10Deuxièmement, qui dit prise de brevet ne dit pas forcément usage et maintien de ce titre. La loi ayant ouvert la possibilité de régler le montant de la taxe en deux fois, il est fréquent que des inventeurs renoncent à régler la seconde moitié. Au début de la période, la pratique semble tolérée, peut-être par manque de suivi administratif. Mais à partir de 1824, le Bureau des arts et manufactures, chargé des brevets d’invention au ministère de l’Intérieur, resserre son contrôle, ce qui mène à la prise régulière (environ deux par an) d’ordonnances déclarant la déchéance des brevets restés en partie impayés. Entre 1791 et 183714, sur un total de 6 171 brevets, 1 056 ont été ainsi déchus15. La tendance devient particulièrement forte à partir des années 1820, et atteint un pic entre 1828 et 1834, années pendant lesquelles plus d’un quart des brevets sont systématiquement déchus16. À ces chiffres, il faudrait également ajouter les déchéances prononcées par les tribunaux, mais cette information ne semblait pas remonter à l’administration centrale. Enfin, il est fort possible que de nombreux brevetés, bien qu’ayant réglé la totalité de la taxe, n’aient pas fait usage de leur brevet jusqu’au terme de sa durée : qui dit brevet de quinze ans ne dit pas forcément exercice d’un monopole de quinze ans17.

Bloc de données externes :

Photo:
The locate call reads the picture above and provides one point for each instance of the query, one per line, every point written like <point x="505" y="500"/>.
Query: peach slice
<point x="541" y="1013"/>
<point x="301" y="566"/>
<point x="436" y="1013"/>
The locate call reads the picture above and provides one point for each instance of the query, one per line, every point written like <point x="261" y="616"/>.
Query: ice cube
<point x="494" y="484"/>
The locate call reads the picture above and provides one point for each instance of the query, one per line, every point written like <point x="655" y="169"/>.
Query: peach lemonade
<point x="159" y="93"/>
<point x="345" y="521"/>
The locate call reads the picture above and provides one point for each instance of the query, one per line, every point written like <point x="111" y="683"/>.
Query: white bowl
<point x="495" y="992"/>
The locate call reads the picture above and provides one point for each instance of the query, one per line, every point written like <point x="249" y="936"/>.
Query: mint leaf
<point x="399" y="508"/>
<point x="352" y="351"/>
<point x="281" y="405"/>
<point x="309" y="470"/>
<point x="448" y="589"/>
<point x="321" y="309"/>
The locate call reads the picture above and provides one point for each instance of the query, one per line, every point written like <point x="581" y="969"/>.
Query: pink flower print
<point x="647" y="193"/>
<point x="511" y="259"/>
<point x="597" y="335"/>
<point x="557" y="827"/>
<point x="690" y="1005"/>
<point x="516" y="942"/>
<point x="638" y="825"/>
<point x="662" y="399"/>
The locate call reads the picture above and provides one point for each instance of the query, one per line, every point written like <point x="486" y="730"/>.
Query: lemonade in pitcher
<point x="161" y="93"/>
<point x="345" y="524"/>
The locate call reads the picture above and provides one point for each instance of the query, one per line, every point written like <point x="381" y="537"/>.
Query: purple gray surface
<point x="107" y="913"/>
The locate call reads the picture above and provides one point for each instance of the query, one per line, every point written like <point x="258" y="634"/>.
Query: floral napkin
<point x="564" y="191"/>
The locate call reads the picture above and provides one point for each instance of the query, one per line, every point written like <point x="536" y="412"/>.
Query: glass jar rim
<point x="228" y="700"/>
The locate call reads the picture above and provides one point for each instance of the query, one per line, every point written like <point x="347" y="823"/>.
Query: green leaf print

11Troisièmement et enfin, il est un type d’échec auquel la loi de 1791 sur les brevets ouvre tout spécialement. On l’a vu, l’absence d’examen préalable laisse l’inventeur libre mais également vulnérable : c’est à lui seul d’anticiper l’utilité, c’est-à-dire le succès, de son invention, et c’est également désormais lui seul qui doit déterminer l’étendue de la propriété qu’il revendique. En effet, tandis que, sous l’Ancien Régime, l’invention était examinée « en grand » (en tant qu’objet matériel et actuel), après 1791, elle est réduite à un texte dont l’inventeur doit se faire l’auteur. C’est ce texte, le « mémoire descriptif et explicatif », qui délimite la nouveauté qu’il souhaite s’approprier. En l’absence de règles précises de rédaction – la loi indique seulement qu’il s’agit d’une « description exacte de tous les moyens qu’on se propose d’employer » –, ce mémoire constitue pour l’inventeur un espace de jeu où de multiples stratégies textuelles et graphiques peuvent venir s’inscrire. En jouant sur les mots, en traçant une figure d’une façon ou d’une autre, l’inventeur-entrepreneur modifie les frontières de sa propriété. Mais cette liberté est aussi nudité : tous les inventeurs ne manient pas également la langue de l’écrit technique.

III. Prévenir l’échec

12L’inventeur, devenu auteur et entrepreneur, voit donc sa route parsemée d’échecs potentiels, du mauvais calcul au mauvais langage. La logique libérale de la loi de 1791, qui fonde la propriété de l’inventeur sur son génie individuel, double cette reconnaissance de la vulnérabilité que constitue l’absence de médiation entre l’inventeur et le marché. Conçu à l’origine par Boufflers comme un contrat sans intermédiaire « entre l’inventeur et la société » – ce qui, en l’absence de véritables corps intermédiaires, se révèle être bien plutôt un contrat entre l’inventeur et l’État18 –, le brevet d’invention, en tant qu’institution, se dote cependant peu à peu de dispositifs d’intermédiation qui viennent à la fois assouplir et compliquer ce face-à-face théorique. Le travail de l’inventeur-auteur-entrepreneur se voit alors en partie externalisé à des médiateurs, comme les agents de brevets19, qui apparaissent au tout début des années 1820. Un autre de ces dispositifs intermédiaires est le Comité consultatif des arts et manufactures20.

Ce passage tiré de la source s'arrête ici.